Delegates to the 23rd annual meeting of the International Union for the Scientific Study of Population (IUSSP) were treated to a macabre sight during their 11-17 meeting in Beijing. Chinese government officials drove one of the brand new “mobile abortion clinics” up to the parking lot of the building where the conference was being held. Delegates leaving their session were able to stop by the van’s open rear doors and behold its small bed, suction pumps and body clamps up close.1
“We plan to make 600 of these buses to travel around the countryside,” said Zhou Zhengxiang, the “vice general manager” of the van’s manufacturing company.
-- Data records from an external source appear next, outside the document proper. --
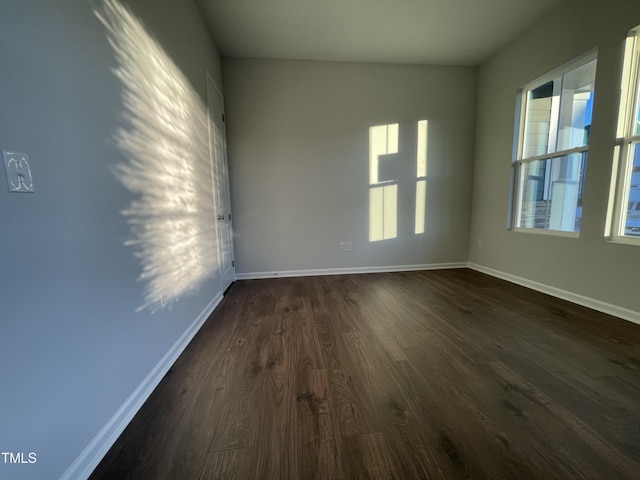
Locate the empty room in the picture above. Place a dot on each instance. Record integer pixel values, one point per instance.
(303, 239)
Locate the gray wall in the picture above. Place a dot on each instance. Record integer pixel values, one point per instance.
(72, 347)
(298, 140)
(587, 266)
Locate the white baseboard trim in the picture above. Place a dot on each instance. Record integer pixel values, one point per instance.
(608, 308)
(349, 271)
(95, 451)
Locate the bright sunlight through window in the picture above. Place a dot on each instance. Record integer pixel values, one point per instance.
(383, 182)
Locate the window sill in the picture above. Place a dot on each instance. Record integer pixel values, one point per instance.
(627, 240)
(552, 233)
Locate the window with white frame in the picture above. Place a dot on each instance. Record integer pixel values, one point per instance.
(552, 142)
(624, 209)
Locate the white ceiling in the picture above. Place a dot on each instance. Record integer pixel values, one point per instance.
(442, 32)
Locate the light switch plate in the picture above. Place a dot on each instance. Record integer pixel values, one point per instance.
(18, 170)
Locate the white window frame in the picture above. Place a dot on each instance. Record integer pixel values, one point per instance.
(519, 160)
(626, 140)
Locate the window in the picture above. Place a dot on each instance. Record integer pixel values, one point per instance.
(624, 218)
(552, 140)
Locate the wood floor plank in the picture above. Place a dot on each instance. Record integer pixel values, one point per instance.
(438, 375)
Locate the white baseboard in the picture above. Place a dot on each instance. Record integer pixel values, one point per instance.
(349, 271)
(91, 456)
(608, 308)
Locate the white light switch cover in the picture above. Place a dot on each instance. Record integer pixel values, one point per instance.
(18, 170)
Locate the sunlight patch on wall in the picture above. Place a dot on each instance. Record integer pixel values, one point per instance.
(383, 182)
(166, 142)
(421, 176)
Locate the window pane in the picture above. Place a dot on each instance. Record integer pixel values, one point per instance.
(558, 113)
(576, 106)
(540, 121)
(551, 193)
(632, 219)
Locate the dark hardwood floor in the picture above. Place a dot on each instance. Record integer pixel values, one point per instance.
(446, 374)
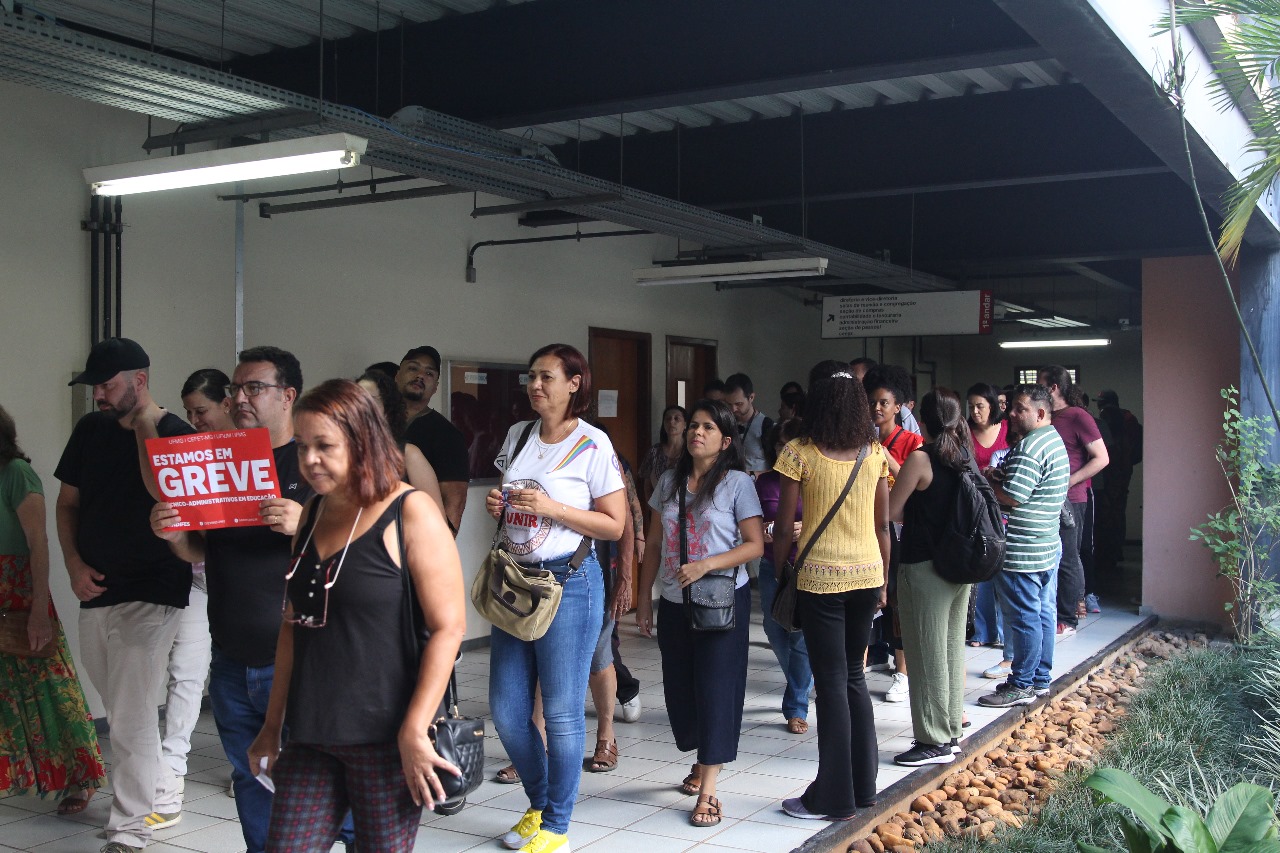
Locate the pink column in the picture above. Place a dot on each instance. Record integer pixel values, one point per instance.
(1189, 350)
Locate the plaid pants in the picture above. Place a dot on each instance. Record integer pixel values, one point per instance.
(316, 784)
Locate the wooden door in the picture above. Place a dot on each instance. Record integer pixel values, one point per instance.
(690, 365)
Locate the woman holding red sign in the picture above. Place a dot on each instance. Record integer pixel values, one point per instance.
(344, 633)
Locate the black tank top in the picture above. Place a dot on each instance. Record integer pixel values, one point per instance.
(353, 678)
(926, 512)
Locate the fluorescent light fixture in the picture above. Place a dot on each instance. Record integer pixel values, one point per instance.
(732, 270)
(225, 165)
(1046, 343)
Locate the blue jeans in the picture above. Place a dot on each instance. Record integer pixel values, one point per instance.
(987, 626)
(558, 662)
(1029, 603)
(240, 696)
(787, 647)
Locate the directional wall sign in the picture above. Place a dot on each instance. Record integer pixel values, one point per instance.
(901, 315)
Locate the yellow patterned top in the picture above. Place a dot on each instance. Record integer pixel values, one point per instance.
(846, 556)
Human Rights advocates fear that the mobile clinics represent a further escalation in China’s war against its own people’s fertility, a war which has been characterized by forced abortion, sterilization and IUD insertion.
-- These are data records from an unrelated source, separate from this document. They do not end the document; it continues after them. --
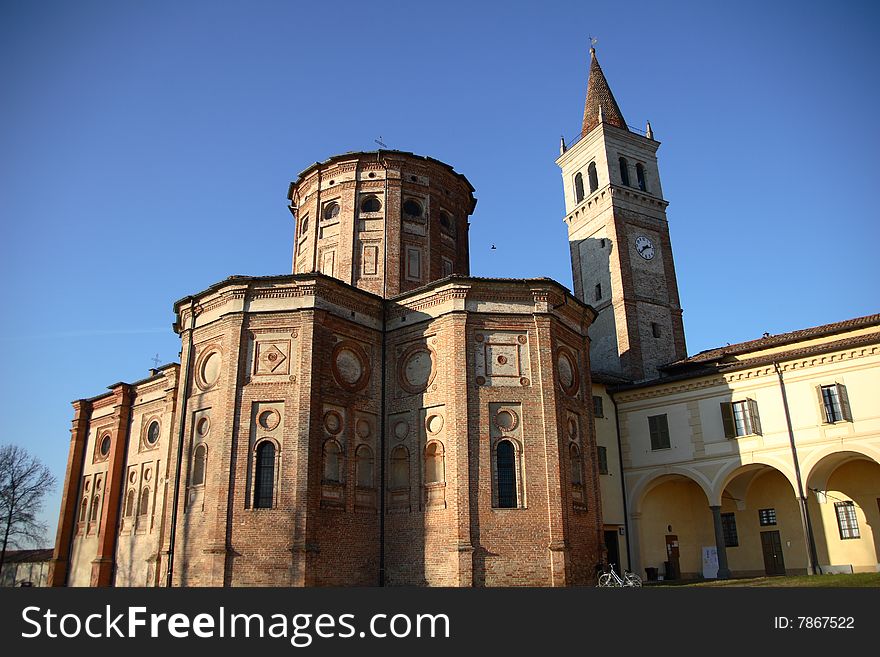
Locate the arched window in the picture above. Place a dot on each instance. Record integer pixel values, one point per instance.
(574, 456)
(506, 466)
(371, 204)
(434, 463)
(399, 467)
(144, 506)
(624, 171)
(331, 210)
(364, 467)
(332, 462)
(593, 176)
(640, 176)
(264, 476)
(412, 208)
(199, 457)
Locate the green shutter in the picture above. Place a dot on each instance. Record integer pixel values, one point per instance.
(822, 412)
(844, 402)
(727, 420)
(756, 420)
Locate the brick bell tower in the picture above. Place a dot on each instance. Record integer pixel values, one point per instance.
(621, 256)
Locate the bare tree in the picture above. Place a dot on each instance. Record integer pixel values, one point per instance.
(24, 482)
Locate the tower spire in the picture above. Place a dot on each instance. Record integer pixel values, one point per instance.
(600, 106)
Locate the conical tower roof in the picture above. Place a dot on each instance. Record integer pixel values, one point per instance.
(600, 106)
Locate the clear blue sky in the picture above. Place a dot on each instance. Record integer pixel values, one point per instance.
(146, 149)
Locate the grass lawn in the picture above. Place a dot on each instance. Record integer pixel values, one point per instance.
(812, 581)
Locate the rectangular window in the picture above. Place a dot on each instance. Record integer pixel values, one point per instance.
(602, 458)
(659, 429)
(740, 418)
(767, 517)
(847, 522)
(728, 527)
(835, 403)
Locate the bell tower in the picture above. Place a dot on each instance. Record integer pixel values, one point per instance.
(621, 256)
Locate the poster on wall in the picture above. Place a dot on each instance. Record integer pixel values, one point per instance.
(710, 562)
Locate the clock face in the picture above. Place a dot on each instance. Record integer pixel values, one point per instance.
(644, 247)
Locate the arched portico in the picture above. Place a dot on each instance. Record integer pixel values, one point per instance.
(844, 503)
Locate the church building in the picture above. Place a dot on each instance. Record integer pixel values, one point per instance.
(381, 417)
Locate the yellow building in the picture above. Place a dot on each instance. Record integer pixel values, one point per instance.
(755, 458)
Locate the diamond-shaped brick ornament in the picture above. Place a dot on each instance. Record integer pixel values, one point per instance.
(271, 358)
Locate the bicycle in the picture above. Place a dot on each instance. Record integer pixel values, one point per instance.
(610, 578)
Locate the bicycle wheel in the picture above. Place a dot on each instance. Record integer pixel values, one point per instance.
(631, 579)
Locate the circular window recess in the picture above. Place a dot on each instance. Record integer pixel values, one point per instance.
(434, 424)
(349, 366)
(568, 373)
(208, 369)
(153, 433)
(333, 422)
(412, 208)
(269, 419)
(506, 420)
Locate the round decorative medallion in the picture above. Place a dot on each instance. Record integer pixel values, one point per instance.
(401, 429)
(416, 368)
(153, 433)
(433, 424)
(350, 366)
(506, 420)
(209, 371)
(269, 419)
(566, 367)
(333, 422)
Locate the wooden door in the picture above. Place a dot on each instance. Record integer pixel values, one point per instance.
(771, 545)
(674, 569)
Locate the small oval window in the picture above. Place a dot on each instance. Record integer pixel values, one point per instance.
(153, 433)
(371, 204)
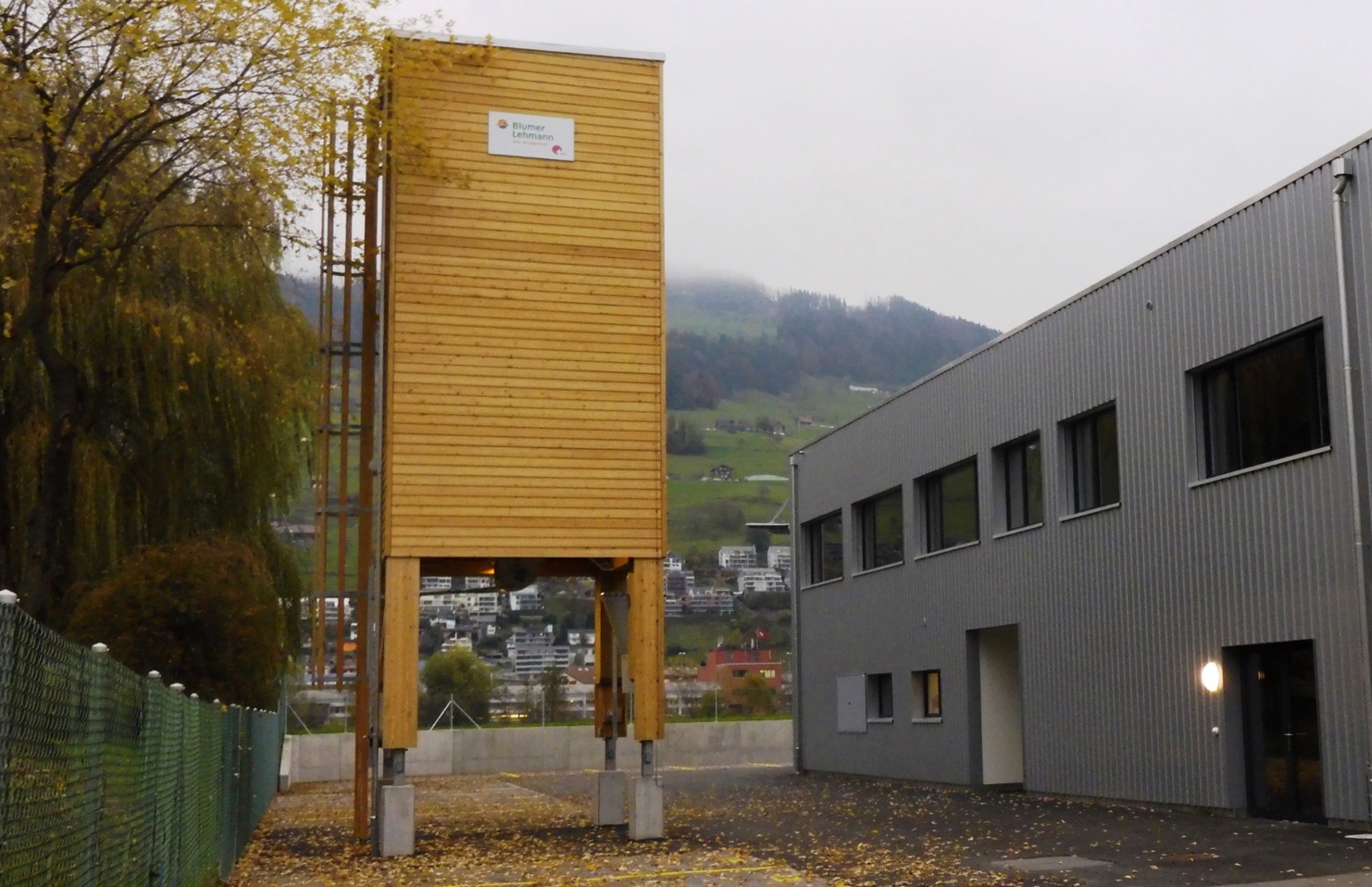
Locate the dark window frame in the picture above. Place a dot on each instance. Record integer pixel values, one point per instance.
(881, 698)
(930, 691)
(1018, 477)
(816, 551)
(1231, 440)
(871, 552)
(1095, 482)
(934, 506)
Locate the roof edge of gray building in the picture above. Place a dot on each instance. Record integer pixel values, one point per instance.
(1284, 182)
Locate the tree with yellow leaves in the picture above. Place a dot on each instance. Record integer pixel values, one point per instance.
(153, 383)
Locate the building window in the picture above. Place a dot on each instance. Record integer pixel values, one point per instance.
(1093, 459)
(1021, 466)
(825, 543)
(1266, 404)
(881, 531)
(879, 704)
(928, 693)
(951, 506)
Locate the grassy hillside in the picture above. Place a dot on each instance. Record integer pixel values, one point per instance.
(703, 515)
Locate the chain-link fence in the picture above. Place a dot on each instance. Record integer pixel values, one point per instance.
(107, 778)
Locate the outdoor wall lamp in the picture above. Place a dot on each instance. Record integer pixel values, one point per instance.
(1210, 677)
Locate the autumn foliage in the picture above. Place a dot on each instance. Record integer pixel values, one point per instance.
(204, 613)
(153, 382)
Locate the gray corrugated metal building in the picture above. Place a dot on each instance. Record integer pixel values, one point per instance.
(1017, 568)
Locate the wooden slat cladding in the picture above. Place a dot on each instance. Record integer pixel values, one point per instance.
(524, 309)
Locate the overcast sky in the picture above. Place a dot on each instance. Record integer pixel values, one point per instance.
(987, 159)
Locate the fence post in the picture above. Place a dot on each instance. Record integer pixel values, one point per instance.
(96, 713)
(10, 616)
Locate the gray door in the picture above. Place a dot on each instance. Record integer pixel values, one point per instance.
(1281, 732)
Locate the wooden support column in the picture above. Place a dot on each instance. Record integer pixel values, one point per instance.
(400, 654)
(605, 643)
(645, 648)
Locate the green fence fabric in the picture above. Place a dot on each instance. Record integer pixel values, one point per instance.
(108, 778)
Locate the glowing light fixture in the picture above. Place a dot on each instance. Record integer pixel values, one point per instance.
(1210, 677)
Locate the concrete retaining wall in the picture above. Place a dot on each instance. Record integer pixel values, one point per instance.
(546, 748)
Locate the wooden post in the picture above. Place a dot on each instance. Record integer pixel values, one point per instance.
(645, 648)
(605, 644)
(400, 654)
(365, 499)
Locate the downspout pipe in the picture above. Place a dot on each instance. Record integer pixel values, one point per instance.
(797, 560)
(1342, 172)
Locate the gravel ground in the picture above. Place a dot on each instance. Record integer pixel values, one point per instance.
(767, 826)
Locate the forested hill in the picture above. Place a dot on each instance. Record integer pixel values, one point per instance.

“I think the need for body clamps in this thing speaks for itself,” said Steven Mosher, President of the Population Research Institute. “Women doing something voluntarily do not need to be held down with clamps.”
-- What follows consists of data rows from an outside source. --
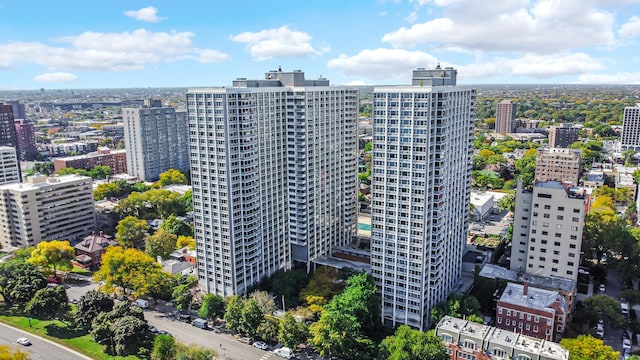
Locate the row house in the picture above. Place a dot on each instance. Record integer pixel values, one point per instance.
(466, 340)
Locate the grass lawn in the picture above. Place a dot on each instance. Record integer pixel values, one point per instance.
(57, 331)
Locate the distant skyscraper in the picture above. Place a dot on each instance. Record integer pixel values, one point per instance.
(631, 128)
(7, 127)
(506, 117)
(9, 170)
(421, 190)
(558, 164)
(563, 136)
(274, 176)
(26, 140)
(156, 140)
(19, 111)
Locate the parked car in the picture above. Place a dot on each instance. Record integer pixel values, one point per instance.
(246, 340)
(624, 308)
(261, 345)
(284, 352)
(201, 323)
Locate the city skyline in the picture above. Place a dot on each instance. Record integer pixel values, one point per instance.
(165, 44)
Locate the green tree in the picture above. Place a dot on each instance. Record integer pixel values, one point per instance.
(268, 329)
(186, 241)
(44, 168)
(133, 270)
(182, 296)
(164, 348)
(20, 281)
(252, 316)
(324, 282)
(408, 344)
(100, 172)
(287, 284)
(233, 313)
(585, 347)
(177, 227)
(194, 352)
(129, 335)
(265, 301)
(131, 231)
(340, 328)
(55, 254)
(292, 333)
(508, 202)
(212, 307)
(48, 303)
(172, 176)
(89, 306)
(122, 329)
(161, 244)
(106, 190)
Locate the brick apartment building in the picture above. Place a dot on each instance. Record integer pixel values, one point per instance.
(116, 160)
(532, 311)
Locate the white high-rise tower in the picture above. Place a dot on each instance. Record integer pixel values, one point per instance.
(421, 181)
(274, 176)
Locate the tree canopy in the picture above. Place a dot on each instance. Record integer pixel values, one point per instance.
(133, 270)
(131, 231)
(409, 344)
(586, 347)
(55, 254)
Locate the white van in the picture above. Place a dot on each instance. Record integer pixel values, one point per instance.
(284, 352)
(141, 303)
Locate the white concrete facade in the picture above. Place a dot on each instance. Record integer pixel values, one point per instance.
(274, 176)
(46, 208)
(547, 231)
(631, 128)
(558, 164)
(9, 171)
(421, 183)
(156, 141)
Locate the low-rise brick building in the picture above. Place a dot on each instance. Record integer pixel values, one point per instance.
(116, 160)
(532, 311)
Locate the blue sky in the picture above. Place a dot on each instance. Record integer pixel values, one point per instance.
(109, 44)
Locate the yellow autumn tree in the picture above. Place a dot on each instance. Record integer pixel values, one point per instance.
(55, 254)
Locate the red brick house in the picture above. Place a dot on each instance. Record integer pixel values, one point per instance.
(89, 251)
(532, 311)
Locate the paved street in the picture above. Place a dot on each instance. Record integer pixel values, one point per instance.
(40, 348)
(226, 345)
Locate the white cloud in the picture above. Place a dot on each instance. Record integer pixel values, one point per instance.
(55, 77)
(397, 64)
(149, 14)
(212, 56)
(514, 26)
(382, 64)
(280, 42)
(107, 51)
(618, 79)
(631, 28)
(355, 83)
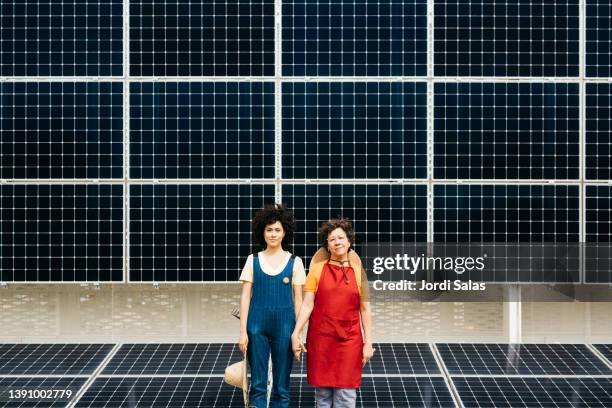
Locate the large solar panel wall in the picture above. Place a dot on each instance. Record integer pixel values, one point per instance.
(138, 138)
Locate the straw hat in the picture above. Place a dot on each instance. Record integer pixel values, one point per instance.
(236, 375)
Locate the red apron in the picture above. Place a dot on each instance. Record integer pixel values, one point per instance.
(334, 342)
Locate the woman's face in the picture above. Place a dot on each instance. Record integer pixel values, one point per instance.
(338, 243)
(274, 234)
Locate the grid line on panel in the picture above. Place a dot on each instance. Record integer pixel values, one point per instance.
(57, 400)
(506, 213)
(68, 38)
(51, 359)
(598, 38)
(70, 233)
(533, 392)
(60, 130)
(598, 232)
(598, 131)
(521, 359)
(373, 130)
(192, 232)
(354, 38)
(202, 38)
(380, 213)
(506, 131)
(202, 130)
(511, 39)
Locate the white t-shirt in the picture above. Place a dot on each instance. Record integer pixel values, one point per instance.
(299, 275)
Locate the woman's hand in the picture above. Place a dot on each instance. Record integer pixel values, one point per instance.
(243, 342)
(297, 346)
(368, 352)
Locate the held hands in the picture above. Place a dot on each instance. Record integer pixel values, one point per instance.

Chinese government officials, as usual, denied the practice of forced abortion in the countryside, but this time their denials flew in the face of more candid admissions by the Chinese government from only a few months ago.2
The news of 600 mobile abortion clinics may indicate a split policy on population control in China. Early in October a Japanese newspaper reported that 640 Chinese cities have been allowed to permit couples living within city limits to have two children instead of the usual one.3 The report cited the demographic reality of an aging urban population as the reason for the alleged policy shift.